The experiment was completed in 1956 by physicists Cowan and Reines. Reins had worked on the Manhanttan project and knew that an atom bomb would create absolutely huge amounts of neutrinos. As other commentors have said, Neutrinos do interact, it’s just incredibly rare. So if you are going to detect one you need a butload of neutrinos.

So Reines designed a method for detection. If you have a massive tank of water near a source of neutrinos there is a small chance the neutrino will interact with the hydrogen atoms creating a neutron and positrons. The positron would then interact with electrons in the water and annihilate each other and release 2 gamma rays. There was already a method to detect Gamma rays.

There was only one problem with this experiment. How do you build a water tank and gamma ray detector that can survive being 100m away from a nuclear explosion?

Turns out you can’t. Reines sat on this idea for many years (Cowan helped improve the design by adding Cadium Cholride to the water but thats beyond ELI5). Eventually another colleague let him know that these new devices called “Nuclear reactors” may create the butload of neutrinos needed to dectect.

So Reines and Cowan set up their dector at the Savannah River Site where there were 5 reactors running.
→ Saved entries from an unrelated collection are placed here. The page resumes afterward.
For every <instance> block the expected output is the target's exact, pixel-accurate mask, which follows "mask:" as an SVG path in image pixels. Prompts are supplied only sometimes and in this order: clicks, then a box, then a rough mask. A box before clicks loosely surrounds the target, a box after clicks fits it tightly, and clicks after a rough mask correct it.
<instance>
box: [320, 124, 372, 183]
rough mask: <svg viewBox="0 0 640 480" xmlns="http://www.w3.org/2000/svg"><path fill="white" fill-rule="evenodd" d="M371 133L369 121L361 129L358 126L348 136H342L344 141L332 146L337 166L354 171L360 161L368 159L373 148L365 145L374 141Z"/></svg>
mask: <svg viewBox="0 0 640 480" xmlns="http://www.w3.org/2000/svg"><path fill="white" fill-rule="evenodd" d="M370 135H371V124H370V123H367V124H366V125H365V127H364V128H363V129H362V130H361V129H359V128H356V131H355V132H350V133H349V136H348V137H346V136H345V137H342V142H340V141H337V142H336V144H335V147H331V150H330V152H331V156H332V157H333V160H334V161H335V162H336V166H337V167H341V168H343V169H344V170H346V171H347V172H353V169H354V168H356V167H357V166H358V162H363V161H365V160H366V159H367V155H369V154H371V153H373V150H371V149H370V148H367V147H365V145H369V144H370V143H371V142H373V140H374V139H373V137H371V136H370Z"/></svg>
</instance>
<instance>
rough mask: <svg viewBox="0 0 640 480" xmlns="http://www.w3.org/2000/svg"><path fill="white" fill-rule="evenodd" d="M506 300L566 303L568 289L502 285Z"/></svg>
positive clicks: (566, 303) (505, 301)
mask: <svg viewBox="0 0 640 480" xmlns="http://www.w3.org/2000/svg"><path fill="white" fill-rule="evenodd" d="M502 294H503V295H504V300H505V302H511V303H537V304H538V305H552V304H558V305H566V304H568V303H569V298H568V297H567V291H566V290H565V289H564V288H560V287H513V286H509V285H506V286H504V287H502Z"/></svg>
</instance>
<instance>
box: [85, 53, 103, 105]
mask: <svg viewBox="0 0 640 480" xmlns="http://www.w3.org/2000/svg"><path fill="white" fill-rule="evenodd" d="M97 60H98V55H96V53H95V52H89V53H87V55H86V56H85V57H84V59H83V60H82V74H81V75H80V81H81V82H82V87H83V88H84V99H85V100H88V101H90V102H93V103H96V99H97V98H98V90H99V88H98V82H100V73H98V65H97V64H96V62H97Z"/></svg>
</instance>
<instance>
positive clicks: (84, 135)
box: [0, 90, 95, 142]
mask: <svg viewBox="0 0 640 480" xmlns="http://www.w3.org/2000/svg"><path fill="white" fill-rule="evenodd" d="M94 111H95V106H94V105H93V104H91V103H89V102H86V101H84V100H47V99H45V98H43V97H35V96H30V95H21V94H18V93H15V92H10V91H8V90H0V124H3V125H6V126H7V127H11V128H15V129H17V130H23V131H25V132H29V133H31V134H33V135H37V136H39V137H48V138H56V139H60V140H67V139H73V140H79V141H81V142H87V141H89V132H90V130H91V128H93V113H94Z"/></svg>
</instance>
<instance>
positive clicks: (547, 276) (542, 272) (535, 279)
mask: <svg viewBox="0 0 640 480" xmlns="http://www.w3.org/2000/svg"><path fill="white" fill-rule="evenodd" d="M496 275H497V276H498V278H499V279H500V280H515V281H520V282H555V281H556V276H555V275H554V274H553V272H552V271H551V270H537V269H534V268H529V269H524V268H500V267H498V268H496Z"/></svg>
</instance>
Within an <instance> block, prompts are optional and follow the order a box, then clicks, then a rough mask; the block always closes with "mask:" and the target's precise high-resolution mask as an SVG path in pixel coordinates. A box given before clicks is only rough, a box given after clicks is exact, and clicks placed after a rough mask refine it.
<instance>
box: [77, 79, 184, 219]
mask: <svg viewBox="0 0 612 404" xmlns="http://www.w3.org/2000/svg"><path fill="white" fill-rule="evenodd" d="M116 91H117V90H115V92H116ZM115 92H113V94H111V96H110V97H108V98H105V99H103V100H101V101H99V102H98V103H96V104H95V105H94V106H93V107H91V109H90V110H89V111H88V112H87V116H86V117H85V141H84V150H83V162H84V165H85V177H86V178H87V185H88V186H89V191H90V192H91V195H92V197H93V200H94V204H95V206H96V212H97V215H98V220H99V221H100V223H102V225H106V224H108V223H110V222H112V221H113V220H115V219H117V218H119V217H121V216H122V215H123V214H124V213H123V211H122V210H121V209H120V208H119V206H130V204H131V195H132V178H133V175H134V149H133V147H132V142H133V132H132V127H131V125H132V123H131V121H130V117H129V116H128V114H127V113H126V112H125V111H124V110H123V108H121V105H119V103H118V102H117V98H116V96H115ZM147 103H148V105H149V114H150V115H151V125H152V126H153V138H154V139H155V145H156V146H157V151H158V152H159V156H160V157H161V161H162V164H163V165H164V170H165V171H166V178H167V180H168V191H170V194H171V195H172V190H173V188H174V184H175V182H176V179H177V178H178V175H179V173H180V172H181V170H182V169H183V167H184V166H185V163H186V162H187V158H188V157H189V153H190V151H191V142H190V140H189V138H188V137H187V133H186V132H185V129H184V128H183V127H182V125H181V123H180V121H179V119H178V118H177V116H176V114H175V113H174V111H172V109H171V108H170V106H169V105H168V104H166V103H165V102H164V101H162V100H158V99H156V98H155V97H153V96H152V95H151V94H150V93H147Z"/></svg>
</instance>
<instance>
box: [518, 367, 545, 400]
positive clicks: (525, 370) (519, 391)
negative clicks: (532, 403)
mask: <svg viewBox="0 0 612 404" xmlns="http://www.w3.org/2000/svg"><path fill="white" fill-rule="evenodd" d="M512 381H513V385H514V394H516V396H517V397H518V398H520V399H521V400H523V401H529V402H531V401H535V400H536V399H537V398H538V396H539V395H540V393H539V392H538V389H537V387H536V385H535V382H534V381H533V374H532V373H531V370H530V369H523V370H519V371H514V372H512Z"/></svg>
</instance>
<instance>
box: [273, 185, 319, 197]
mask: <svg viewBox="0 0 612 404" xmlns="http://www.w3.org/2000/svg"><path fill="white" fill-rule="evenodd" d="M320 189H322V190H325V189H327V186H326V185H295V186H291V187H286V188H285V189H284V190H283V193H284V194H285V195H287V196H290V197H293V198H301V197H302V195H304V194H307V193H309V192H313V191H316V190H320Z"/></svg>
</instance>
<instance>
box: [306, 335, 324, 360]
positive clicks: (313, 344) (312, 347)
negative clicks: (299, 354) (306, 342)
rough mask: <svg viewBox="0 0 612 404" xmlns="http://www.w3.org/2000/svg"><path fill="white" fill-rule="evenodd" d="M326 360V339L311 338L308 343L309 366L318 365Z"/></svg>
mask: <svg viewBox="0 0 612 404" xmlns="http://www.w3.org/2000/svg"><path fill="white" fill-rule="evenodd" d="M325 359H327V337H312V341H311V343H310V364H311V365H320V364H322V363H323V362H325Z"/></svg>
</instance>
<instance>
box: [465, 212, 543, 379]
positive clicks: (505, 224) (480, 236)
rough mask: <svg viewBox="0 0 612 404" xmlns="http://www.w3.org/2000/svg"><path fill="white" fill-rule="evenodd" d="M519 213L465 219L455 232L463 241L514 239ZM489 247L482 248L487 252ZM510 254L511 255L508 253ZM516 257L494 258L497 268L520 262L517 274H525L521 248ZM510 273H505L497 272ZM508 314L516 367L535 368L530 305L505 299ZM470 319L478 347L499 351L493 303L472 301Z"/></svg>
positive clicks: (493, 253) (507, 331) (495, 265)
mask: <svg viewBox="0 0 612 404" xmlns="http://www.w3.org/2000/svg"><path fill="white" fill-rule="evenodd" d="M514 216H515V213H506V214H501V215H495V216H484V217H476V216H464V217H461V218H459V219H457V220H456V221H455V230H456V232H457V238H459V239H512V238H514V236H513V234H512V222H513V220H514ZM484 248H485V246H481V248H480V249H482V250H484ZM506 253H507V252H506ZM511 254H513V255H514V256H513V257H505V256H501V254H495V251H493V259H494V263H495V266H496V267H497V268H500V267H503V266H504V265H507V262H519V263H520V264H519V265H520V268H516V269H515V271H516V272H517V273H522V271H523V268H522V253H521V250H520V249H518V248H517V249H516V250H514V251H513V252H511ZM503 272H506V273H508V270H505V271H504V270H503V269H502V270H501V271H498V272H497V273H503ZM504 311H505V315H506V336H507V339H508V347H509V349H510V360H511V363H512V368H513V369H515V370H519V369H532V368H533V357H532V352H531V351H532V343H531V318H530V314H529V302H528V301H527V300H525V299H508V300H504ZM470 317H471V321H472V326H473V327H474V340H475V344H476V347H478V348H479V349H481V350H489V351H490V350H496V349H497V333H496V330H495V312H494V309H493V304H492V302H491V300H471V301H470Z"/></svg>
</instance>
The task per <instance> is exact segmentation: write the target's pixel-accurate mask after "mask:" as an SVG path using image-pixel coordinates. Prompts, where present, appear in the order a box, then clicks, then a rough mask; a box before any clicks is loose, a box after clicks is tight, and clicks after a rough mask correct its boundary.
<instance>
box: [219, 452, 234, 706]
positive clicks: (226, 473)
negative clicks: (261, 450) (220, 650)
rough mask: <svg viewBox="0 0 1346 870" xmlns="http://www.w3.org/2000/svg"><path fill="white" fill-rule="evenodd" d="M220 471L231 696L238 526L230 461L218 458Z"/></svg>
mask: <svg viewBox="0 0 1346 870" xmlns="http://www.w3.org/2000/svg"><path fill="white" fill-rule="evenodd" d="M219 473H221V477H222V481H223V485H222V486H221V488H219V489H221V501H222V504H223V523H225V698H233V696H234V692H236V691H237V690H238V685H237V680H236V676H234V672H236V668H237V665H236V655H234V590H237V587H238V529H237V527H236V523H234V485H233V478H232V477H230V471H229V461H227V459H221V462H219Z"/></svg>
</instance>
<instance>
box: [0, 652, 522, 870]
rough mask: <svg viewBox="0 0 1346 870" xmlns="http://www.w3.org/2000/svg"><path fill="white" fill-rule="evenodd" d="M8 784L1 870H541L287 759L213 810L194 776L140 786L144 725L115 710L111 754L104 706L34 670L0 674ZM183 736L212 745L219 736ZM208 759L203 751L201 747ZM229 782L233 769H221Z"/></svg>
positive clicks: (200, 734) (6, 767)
Their detector worked, they won a Noble Prize and the rest is history…

Anonymous 0 Comments

What would be the chance hitting the bulls eye if you put a darts board on its back next to the Empire State Building and threw a single dart of the observation deck?

It would be pretty much zero. Same as finding a single neutrino.

But if you would throw billions and billions of darts of the building, eventually one would land by chance in the bulls eye.

Neutrino detectors work the same. Literally gazillions of neutrinos pass through, but only a few hit the core of a heavy water atom, generating a detection event.